2.3.3.2 Compressing a Buffer of Uncompressed Contents with COMPTYPE COMPRESSED

When the COMPTYPE field is set to COMPRESSED, compression proceeds as a loop, as follows:

  1. The writer MUST (re)initialize the run by setting its control byte to zero, its control bit to 0x01, and its token offset to zero.

  2. If there is no more input, then the writer MUST exit the compression loop (by advancing to step 8).

  3. Locate the longest match in the dictionary for the current input cursor, as specified in section 2.3.3.2.1.

  4. If the match is zero or 1 byte in length, then the writer MUST copy the literal at the input cursor to the run's token buffer at token offset. The writer MUST increment the token offset and the input cursor.

  5. If the match is 2 bytes or longer, then the writer MUST create a dictionary reference, as specified in section 2.1.3.1.5, from the offset of the match and the length. (Note: The value stored in the Length field, as specified in section 2.1.3.1.5, is length minus 2). The writer MUST insert this dictionary reference in the token buffer as a big-endian word at the current token offset. The control bit MUST be bitwise ORed into the control byte, thus setting the bit that corresponds to the current token to 1. The writer MUST advance the token offset by 2 bytes and MUST advance the input cursor by the length of the match.

  6. If the control bit is not 0x80, then the control bit MUST be left-shifted by one bit and compression MUST continue building the run by returning to step 2.

  7. If the control bit is equal to 0x80, then the writer MUST write the run to the output by writing the BYTE control byte, and then copying the token offset number of bytes from the token buffer to the output. The writer MUST advance the output cursor by the token offset plus 1 byte. Continue with compression by returning to step 1.

  8. A dictionary reference MUST be created from an offset equal to the current write offset of the dictionary and a length of zero, and inserted in the token buffer as a big-endian word at the current token offset. The writer MUST then advance the token offset by 2 bytes. The control bit MUST be ORed into the control byte, thus setting the bit that corresponds to the current token to 1. When compressing zero bytes of data, the writer adds a null value during compression and the compressed run will be "02 00 0D 00" instead of "01 0C F0".

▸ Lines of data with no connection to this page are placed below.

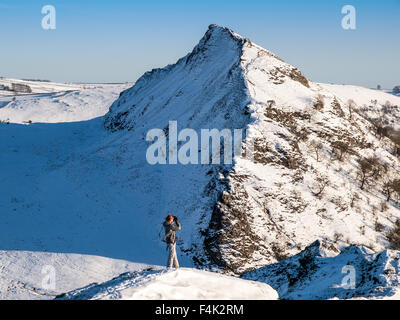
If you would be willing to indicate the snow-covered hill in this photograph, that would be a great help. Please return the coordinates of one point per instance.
(77, 179)
(181, 284)
(304, 183)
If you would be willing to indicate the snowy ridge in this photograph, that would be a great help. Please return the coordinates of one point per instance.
(76, 187)
(262, 211)
(316, 273)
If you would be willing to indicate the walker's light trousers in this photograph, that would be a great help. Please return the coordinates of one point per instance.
(172, 257)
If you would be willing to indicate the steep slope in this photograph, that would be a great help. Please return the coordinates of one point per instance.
(181, 284)
(315, 273)
(304, 182)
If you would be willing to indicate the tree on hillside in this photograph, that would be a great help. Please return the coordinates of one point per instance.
(370, 168)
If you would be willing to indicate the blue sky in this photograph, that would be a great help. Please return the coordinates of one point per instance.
(116, 41)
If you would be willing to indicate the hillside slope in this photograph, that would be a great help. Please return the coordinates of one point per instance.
(317, 273)
(304, 181)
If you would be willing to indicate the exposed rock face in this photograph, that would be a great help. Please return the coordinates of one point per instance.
(303, 182)
(316, 273)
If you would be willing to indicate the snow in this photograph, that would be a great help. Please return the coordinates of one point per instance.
(44, 275)
(179, 284)
(317, 274)
(74, 177)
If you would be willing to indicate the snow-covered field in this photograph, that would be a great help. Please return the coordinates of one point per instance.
(44, 275)
(180, 284)
(75, 185)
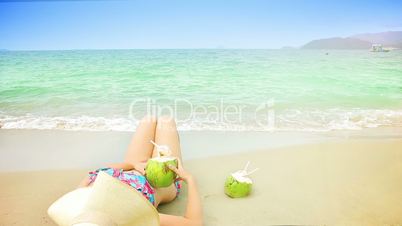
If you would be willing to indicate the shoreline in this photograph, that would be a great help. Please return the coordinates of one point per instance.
(348, 182)
(68, 150)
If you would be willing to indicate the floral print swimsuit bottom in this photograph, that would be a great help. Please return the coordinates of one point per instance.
(136, 181)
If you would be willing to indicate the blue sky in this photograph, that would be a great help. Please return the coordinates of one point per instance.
(28, 25)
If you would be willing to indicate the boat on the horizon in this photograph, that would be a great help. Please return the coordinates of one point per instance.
(378, 48)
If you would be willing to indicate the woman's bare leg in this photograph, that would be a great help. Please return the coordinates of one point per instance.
(166, 134)
(140, 148)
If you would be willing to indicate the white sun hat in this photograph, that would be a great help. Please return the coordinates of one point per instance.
(109, 202)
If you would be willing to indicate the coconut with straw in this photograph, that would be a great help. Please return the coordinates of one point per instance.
(157, 171)
(238, 184)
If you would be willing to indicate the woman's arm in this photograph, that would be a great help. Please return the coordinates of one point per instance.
(140, 166)
(193, 215)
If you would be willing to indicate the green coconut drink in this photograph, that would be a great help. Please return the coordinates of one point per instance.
(157, 171)
(238, 184)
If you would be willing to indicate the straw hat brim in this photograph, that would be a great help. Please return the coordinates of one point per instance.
(108, 202)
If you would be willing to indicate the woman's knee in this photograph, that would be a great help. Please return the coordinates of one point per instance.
(166, 122)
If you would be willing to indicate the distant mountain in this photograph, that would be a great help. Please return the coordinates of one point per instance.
(390, 38)
(359, 41)
(337, 43)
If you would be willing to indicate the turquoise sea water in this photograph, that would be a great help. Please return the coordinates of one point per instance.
(306, 90)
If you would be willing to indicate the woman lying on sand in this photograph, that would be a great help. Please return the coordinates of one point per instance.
(162, 131)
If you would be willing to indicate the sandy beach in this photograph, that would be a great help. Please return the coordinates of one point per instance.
(353, 181)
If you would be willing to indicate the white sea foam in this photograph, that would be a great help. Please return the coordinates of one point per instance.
(289, 120)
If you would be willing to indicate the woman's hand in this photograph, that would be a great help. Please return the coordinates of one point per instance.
(140, 167)
(181, 172)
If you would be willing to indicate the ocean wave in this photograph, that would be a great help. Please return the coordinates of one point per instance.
(289, 120)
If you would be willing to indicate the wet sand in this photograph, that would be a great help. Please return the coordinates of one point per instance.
(331, 182)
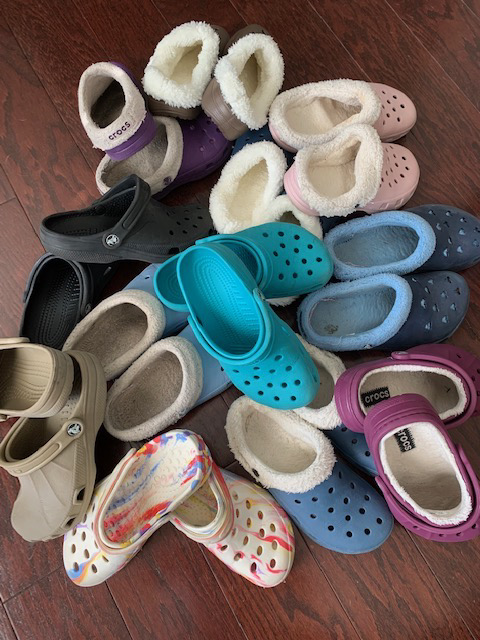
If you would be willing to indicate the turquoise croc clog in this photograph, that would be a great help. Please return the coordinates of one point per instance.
(283, 258)
(232, 321)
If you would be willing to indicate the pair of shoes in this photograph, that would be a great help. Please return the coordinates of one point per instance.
(394, 312)
(60, 398)
(173, 479)
(405, 406)
(288, 453)
(222, 283)
(341, 165)
(161, 375)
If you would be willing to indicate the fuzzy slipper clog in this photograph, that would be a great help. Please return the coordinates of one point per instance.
(58, 294)
(351, 171)
(113, 111)
(53, 457)
(283, 259)
(124, 224)
(446, 375)
(119, 330)
(428, 483)
(249, 192)
(246, 81)
(172, 377)
(231, 320)
(385, 311)
(180, 152)
(314, 113)
(133, 502)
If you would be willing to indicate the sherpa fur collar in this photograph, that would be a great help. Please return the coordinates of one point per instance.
(160, 159)
(252, 110)
(94, 81)
(359, 143)
(351, 93)
(90, 334)
(160, 80)
(255, 432)
(137, 393)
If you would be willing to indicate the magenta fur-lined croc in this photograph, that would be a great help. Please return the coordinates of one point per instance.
(446, 375)
(427, 481)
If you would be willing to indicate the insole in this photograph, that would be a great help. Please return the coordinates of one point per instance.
(23, 377)
(109, 105)
(438, 389)
(249, 76)
(352, 313)
(182, 71)
(379, 246)
(200, 509)
(219, 302)
(275, 446)
(145, 163)
(38, 431)
(249, 192)
(150, 393)
(422, 468)
(319, 115)
(52, 309)
(114, 333)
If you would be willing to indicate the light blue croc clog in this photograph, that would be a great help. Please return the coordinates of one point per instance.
(343, 513)
(232, 321)
(283, 258)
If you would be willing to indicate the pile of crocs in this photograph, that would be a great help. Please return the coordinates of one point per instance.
(201, 317)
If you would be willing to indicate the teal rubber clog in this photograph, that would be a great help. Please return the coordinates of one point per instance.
(284, 259)
(232, 321)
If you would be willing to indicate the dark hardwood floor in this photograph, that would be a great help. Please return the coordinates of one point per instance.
(409, 589)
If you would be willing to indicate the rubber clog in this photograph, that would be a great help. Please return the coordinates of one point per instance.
(231, 320)
(285, 260)
(343, 514)
(385, 311)
(58, 294)
(125, 224)
(428, 483)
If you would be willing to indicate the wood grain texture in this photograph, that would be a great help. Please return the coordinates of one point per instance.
(44, 166)
(55, 608)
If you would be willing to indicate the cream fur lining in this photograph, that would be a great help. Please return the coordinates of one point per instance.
(278, 448)
(314, 113)
(182, 64)
(250, 76)
(322, 411)
(158, 163)
(119, 330)
(427, 476)
(156, 391)
(442, 388)
(103, 110)
(343, 174)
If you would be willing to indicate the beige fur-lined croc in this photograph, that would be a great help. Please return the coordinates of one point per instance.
(119, 330)
(246, 81)
(54, 457)
(352, 171)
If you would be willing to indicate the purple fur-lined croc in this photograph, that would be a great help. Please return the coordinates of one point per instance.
(446, 375)
(113, 110)
(427, 481)
(181, 152)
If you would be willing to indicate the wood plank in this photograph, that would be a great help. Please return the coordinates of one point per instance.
(43, 164)
(59, 45)
(55, 608)
(449, 32)
(19, 248)
(168, 591)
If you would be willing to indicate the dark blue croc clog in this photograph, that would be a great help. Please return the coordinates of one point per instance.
(385, 311)
(343, 513)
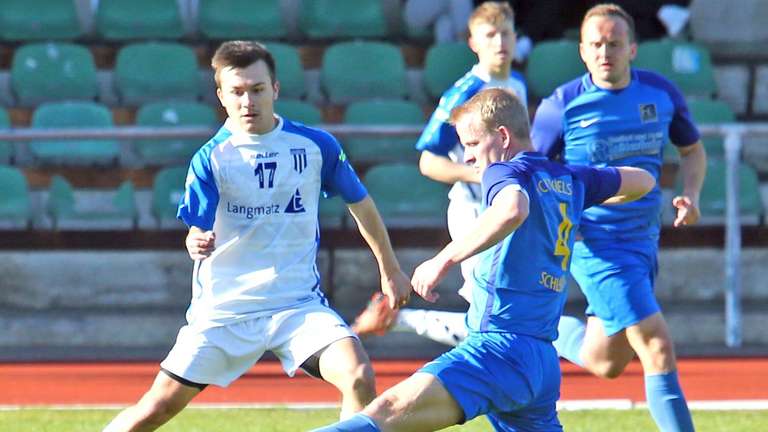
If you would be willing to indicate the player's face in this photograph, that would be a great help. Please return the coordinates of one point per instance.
(607, 51)
(481, 147)
(493, 44)
(248, 95)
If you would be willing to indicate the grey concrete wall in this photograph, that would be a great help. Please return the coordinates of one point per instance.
(130, 304)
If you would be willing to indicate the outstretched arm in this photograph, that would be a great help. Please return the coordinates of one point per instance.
(693, 166)
(635, 182)
(508, 211)
(394, 283)
(443, 169)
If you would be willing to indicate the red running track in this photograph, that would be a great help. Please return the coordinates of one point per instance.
(123, 383)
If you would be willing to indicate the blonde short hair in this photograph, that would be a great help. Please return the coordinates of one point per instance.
(494, 13)
(496, 107)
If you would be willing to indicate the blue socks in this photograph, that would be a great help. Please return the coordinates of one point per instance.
(667, 403)
(357, 423)
(570, 338)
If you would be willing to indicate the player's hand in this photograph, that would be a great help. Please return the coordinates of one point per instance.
(687, 211)
(397, 288)
(426, 277)
(200, 244)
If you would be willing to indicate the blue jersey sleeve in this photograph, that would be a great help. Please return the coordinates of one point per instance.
(599, 183)
(497, 176)
(201, 195)
(547, 128)
(439, 136)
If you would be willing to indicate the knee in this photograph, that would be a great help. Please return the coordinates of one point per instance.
(157, 412)
(608, 369)
(361, 381)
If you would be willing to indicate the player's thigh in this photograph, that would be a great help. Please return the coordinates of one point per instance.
(421, 402)
(217, 355)
(618, 284)
(304, 332)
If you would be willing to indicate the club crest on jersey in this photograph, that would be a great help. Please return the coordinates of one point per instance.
(295, 205)
(648, 113)
(299, 159)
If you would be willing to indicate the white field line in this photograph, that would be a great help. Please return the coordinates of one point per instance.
(566, 405)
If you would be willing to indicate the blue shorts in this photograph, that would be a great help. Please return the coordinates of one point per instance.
(618, 281)
(513, 379)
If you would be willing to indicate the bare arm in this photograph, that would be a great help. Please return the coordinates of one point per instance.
(693, 166)
(507, 212)
(635, 182)
(443, 169)
(394, 283)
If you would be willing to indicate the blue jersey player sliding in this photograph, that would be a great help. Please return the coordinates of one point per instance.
(507, 367)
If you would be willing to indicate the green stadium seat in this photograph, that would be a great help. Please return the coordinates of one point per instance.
(14, 196)
(713, 193)
(171, 114)
(444, 64)
(363, 70)
(406, 198)
(300, 111)
(64, 207)
(74, 114)
(686, 64)
(21, 20)
(382, 112)
(241, 19)
(151, 71)
(334, 19)
(290, 72)
(551, 64)
(708, 111)
(7, 152)
(122, 20)
(167, 190)
(53, 71)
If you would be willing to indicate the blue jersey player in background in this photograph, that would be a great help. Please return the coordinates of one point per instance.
(251, 203)
(492, 37)
(617, 115)
(507, 367)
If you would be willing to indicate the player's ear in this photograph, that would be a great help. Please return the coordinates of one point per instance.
(276, 89)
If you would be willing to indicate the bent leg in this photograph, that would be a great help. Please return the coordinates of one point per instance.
(603, 355)
(345, 364)
(166, 398)
(666, 401)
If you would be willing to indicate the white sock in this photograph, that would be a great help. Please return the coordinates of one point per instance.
(448, 328)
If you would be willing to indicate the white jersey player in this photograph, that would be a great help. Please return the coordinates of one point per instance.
(251, 204)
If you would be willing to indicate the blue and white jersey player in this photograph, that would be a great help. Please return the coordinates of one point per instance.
(251, 204)
(492, 37)
(506, 368)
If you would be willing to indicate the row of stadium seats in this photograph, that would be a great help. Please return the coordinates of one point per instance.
(191, 113)
(411, 201)
(122, 20)
(349, 70)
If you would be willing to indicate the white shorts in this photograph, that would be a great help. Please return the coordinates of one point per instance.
(461, 217)
(219, 355)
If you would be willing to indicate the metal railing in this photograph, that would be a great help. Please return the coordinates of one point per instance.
(734, 134)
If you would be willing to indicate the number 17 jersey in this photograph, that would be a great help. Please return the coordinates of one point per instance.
(520, 282)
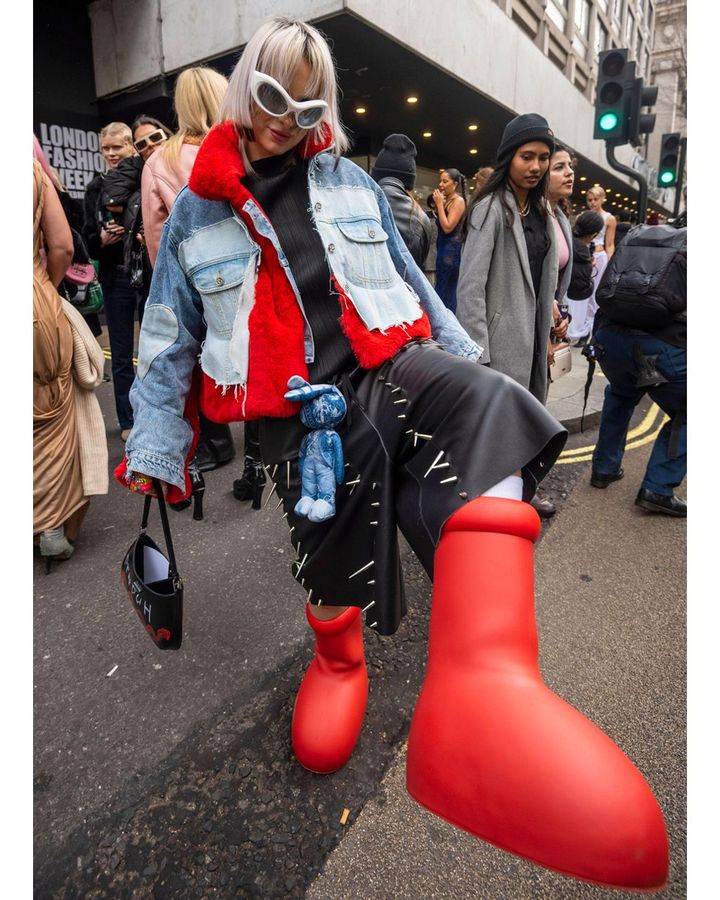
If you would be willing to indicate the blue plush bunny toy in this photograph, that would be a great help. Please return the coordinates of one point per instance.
(321, 461)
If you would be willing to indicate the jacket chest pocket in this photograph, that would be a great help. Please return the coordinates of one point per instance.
(363, 254)
(219, 285)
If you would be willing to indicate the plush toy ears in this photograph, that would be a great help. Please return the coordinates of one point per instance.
(301, 391)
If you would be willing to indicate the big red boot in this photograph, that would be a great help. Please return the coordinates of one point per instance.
(331, 702)
(491, 748)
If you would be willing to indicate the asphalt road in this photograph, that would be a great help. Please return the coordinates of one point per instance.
(170, 774)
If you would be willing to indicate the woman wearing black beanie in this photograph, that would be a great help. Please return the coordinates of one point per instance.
(509, 267)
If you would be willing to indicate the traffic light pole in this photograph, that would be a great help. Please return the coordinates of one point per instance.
(631, 173)
(679, 179)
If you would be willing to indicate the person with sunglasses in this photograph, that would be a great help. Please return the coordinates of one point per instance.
(148, 135)
(105, 236)
(281, 258)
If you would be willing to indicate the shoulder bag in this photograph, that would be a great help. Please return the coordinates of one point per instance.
(152, 582)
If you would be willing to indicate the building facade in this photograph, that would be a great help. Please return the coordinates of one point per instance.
(490, 60)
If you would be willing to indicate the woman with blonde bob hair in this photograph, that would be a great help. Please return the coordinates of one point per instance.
(292, 285)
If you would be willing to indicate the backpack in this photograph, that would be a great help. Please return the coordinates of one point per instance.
(645, 283)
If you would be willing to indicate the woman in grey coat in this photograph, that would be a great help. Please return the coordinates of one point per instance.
(509, 267)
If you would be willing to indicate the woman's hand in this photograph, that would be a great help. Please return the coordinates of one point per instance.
(551, 354)
(111, 234)
(560, 327)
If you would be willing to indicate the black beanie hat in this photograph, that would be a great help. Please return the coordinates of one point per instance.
(524, 129)
(396, 160)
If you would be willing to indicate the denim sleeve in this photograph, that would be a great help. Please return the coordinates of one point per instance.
(445, 327)
(170, 339)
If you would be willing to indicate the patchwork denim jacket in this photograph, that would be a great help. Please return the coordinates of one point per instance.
(204, 289)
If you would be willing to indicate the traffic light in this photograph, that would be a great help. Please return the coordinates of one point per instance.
(669, 153)
(641, 123)
(616, 79)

  9. The writer MUST write the current run to the output by writing the value of the CONTROL field, as specified in section 2.1.3.1.1, and then copying the token offset number of bytes from the token buffer to the output. The output cursor is advanced by the token offset plus 1 byte.

After the output has been completed by execution of step 9, the writer MUST complete the output by filling the header, as specified in section 2.3.3.2.2.

The writer MUST calculate the value of the CRC field for every byte written to the CONTENTS field, as specified in section 2.1.3.1.1, and set the value of the CRC field of the header.